Belfast Telegraph

No fireworks from UUP leader Swann whose best asset is his sheer ordinariness

By Suzanne Breen

Robin Swann's first conference as Ulster Unionist leader was never going to be a headline grabber. That's not the nature of the man.

He lacks Mike Nesbitt's smooth oratorical skills and his predecessor's presidential style of leadership has been replaced by a much more low-key approach.

Anyone looking for a pre-Halloween political fireworks display would have been disappointed.

Last year's gathering was all 'Vote Mike, Get Colum' with the SDLP leader as the invited guest speaker. That flirtation with venturing into new territory to offer an alternative to DUP-Sinn Fein rule has been well and truly put to bed as the party retreats back into old familiar ground.

Indeed, so vehement and sustained were the attacks on an Irish Language Act that it sounded like a DUP conference of yesteryear.

But those speeches were enthusiastically received and Acht na Gaeilge seems to be becoming as big a touchstone issue for the unionist base as it already is for the nationalist community.

Despite the recent bruising election results, the UUP conference was well attended and the party's message to its big unionist rival was that it won't be packing its bags and heading home.

Indeed, Mr Swann walked to the podium to Tom Petty's 'I Won't Back Down'. His speech began in good humour with him joking that his small stature meant he needed to stand on a box to reach the microphone. He recounted his childhood living in a Housing Executive house in Kells, a boy whose mother was a hospital cleaner and his father a plumber who kept pigeons.

Swann isn't a natural politician but his sheer ordinariness is his greatest strength. While he didn't inspire delegates, they trust him and not one said a bad word about their new leader, even privately.

His speech though failed to pack a punch. He called for a "new unionism" that was confident and all-embracing and said it was "time for us to be radical moderates".

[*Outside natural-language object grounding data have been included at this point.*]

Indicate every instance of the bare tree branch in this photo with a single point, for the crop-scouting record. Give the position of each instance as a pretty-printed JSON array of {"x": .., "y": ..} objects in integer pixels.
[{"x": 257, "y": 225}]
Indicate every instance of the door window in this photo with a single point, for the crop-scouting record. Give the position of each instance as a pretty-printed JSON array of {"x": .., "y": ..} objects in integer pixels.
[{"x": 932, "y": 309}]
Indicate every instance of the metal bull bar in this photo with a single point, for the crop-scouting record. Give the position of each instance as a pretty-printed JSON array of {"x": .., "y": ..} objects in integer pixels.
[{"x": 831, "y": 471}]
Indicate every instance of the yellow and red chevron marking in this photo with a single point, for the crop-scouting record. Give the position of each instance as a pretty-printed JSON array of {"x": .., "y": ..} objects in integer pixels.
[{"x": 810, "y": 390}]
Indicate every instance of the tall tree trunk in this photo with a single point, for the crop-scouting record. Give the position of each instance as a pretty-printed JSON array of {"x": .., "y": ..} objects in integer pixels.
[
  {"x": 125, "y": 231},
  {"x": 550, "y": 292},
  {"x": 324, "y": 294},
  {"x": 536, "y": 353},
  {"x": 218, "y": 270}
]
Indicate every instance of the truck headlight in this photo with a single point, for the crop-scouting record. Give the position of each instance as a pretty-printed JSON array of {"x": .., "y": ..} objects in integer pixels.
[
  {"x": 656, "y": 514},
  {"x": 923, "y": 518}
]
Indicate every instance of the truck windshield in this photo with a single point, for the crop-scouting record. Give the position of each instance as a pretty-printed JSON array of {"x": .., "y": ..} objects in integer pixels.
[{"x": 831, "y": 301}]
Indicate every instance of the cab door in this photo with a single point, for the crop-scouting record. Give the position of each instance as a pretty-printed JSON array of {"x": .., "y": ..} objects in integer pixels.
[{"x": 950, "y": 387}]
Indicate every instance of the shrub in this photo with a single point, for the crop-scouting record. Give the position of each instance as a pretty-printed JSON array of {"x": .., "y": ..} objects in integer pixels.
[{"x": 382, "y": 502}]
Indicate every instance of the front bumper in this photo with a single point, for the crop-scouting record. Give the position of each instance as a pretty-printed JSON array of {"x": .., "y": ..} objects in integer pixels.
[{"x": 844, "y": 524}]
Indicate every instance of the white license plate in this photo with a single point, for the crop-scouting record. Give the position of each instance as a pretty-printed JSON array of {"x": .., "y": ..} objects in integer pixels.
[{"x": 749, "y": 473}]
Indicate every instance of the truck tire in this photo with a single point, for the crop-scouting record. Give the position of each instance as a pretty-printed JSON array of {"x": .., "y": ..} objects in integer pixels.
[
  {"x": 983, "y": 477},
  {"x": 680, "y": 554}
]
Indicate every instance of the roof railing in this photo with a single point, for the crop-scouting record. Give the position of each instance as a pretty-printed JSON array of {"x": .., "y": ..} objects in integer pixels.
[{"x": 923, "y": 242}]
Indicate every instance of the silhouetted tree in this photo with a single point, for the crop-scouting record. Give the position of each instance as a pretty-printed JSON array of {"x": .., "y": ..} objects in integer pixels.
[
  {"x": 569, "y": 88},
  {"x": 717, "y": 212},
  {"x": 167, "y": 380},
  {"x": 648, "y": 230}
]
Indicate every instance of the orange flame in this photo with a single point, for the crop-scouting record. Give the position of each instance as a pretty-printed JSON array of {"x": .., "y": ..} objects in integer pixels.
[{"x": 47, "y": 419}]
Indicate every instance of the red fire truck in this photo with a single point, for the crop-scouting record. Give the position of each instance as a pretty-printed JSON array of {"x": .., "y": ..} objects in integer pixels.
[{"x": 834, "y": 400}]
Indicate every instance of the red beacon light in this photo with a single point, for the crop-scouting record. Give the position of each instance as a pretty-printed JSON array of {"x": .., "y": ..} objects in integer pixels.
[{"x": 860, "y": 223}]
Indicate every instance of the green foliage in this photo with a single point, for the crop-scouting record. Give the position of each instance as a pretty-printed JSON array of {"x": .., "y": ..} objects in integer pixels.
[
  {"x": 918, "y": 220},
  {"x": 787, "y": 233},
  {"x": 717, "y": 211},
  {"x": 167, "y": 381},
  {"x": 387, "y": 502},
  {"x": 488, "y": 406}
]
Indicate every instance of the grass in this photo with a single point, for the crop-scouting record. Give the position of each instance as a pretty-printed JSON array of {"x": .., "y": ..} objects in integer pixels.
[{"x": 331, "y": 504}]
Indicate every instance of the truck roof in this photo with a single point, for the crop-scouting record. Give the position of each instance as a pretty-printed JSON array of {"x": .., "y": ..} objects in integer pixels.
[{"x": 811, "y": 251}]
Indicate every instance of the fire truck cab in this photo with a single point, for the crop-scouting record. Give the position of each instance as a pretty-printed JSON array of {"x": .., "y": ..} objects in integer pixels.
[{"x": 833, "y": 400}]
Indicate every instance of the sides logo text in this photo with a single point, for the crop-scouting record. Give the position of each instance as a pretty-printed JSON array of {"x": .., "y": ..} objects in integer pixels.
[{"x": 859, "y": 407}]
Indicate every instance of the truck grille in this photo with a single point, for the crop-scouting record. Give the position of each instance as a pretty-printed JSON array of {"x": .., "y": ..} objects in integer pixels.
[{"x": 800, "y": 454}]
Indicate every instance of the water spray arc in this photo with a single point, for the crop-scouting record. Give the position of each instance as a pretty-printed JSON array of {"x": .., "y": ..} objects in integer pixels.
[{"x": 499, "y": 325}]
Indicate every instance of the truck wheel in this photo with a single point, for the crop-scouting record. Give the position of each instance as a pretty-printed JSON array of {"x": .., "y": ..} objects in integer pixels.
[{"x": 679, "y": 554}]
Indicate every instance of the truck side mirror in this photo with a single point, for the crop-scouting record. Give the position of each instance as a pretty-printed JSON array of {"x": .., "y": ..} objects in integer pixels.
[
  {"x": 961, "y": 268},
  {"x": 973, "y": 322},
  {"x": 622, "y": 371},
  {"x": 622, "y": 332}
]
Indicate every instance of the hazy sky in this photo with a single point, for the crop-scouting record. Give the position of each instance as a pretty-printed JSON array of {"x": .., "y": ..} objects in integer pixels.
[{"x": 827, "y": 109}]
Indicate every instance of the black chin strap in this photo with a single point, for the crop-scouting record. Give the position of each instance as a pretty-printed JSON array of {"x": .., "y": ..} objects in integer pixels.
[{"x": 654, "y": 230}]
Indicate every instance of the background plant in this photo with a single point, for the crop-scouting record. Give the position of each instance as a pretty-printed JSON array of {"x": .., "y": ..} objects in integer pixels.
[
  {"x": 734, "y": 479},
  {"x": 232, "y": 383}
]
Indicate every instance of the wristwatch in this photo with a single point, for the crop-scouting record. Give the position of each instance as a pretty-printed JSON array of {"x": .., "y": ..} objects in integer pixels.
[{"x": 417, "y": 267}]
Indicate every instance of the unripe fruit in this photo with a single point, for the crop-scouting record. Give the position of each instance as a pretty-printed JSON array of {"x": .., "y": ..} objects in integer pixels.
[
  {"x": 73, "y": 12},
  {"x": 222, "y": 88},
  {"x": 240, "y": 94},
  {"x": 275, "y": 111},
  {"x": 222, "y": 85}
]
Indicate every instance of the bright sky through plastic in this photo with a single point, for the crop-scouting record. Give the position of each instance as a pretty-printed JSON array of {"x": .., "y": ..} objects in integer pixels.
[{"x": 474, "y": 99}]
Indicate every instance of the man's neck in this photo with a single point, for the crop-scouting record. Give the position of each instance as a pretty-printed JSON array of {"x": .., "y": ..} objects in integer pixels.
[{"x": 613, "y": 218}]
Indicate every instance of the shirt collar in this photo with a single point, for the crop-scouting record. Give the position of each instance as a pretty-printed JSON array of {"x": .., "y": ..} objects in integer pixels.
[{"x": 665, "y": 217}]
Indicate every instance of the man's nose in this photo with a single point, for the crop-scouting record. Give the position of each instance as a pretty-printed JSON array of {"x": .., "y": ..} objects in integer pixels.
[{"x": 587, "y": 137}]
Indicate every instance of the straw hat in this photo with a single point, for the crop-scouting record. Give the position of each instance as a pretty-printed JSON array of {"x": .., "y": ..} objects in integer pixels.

Talk of a "new unionism" has been around since David Trimble's era 20 years ago, and the UUP leader failed to articulate what a "radical moderate" even is.

There was nothing in his speech to make the DUP fear that its rival will become competitive any time soon. But with the loss of two MPs and six MLAs so recently, all the UUP can realistically hope to do for now is hang in there and try to rebuild from the bottom up.